The goal of this project is to understand the long-term effects and impact that deprivation of nutritional factors known to be important for retinal health can have on development of macular degeneration.  We have two specific aims for these studies.  First is to quantify and correlate measurements of retinal health (fundus autofluorescence, FAF) with measurements of macular pigment (macular pigment optical density, MPOD) in vivo throughout the lifespan in animals fed normal diets and in aged animals fed diets deprived of carotenoids that are ,composed to form macular pigment. To satisfy this aim, we are performing FAF and MPOD retinal imaging in 40 monkeys fed normal diets throughout the lifespan.  We then analyze these images to quantify the levels of autofluorescence and macular pigment across the macula and correlate these measurements to determine spatial relationships between the factors. The goal is to determine whether increased MPOD affects measurements of FAF, and if so, whether it does so in a spatially important way for macular and visual health.  The second aim is to correlate the biochemical components of FAF and MPOD in tissue.  To do so, we are collecting eyes from monkeys fed normal diets throughout the lifespan and processing them for biochemical and histological study.  We have previously collected eyes from animals fed lifelong diets devoid of macular pigment and are performing biochemical and histological analysis on these tissues.  The goal of these studies is to correlate measurements of the biochemical components of diet with the in vivo measures so as to confirm the cause of the relationships determined in Aim 1.

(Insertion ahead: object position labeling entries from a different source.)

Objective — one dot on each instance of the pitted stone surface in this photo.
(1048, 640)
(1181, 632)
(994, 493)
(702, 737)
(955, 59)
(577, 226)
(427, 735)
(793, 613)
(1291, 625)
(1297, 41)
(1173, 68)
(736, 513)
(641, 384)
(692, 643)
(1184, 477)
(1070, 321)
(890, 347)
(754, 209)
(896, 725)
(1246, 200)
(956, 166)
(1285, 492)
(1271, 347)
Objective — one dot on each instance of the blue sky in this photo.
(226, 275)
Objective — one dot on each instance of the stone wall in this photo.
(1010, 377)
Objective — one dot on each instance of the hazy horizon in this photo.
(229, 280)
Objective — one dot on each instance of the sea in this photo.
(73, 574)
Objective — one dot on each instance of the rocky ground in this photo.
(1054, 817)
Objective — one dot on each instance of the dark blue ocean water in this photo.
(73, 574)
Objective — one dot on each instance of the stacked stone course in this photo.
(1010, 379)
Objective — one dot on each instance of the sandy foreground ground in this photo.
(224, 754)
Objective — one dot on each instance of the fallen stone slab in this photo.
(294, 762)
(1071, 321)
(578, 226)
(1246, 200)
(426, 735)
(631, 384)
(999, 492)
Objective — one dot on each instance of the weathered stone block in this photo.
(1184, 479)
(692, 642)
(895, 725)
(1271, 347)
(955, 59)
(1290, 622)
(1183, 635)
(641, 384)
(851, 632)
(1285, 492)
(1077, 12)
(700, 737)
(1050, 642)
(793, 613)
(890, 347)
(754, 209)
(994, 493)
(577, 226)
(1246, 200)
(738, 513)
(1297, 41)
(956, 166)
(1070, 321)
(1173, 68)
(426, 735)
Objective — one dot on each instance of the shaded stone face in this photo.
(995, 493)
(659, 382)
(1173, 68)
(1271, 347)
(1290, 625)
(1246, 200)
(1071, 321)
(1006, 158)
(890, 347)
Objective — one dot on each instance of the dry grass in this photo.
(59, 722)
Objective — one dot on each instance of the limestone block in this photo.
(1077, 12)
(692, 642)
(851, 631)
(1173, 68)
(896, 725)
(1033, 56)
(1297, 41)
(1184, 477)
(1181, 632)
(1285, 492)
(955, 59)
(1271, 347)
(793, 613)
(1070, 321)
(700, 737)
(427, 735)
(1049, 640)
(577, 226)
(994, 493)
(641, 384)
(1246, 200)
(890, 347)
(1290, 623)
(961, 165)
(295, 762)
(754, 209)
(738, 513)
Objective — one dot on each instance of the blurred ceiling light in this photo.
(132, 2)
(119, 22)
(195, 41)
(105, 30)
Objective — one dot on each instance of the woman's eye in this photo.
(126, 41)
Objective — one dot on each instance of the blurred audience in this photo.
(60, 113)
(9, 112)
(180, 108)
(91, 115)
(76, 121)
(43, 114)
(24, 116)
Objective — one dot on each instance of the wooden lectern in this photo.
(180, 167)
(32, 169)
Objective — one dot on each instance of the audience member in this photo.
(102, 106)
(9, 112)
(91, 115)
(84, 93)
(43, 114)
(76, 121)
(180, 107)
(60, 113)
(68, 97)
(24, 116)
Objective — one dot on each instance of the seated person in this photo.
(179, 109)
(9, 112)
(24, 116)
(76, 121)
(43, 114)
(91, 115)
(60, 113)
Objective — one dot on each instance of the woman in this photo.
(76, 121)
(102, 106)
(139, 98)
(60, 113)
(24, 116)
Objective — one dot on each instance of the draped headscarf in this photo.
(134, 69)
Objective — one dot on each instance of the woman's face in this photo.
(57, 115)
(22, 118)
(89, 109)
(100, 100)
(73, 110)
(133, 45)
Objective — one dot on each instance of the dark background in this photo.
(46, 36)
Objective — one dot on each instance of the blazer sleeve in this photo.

This proposal is unique because we are using two animal resources not available anywhere else in the world:  an aging monkey resource and our cohorts of animals (now over 20 years old) that have been raised on life-long diets devoid of macular pigment.   We also have built one of the most comprehensive and state-of-the-art retinal imaging and retinal function assessment labs for non-human primates in the world.  Finally, we have the unique ability, unlike clinical studies, to perform correlative studies between in vivo measurements and biochemical and histological measurements obtained from the same tissue. 

Upon completion, our studies will determine the relationship between nutritional factors involved in retinal health and the development of macular disease.  These results can be expected to inform the field regarding diet supplements shown to minimize disease progression, identify targets for future therapeutic development, and ultimately provide critical data to aid in reducing the prevalence and impact of AMD.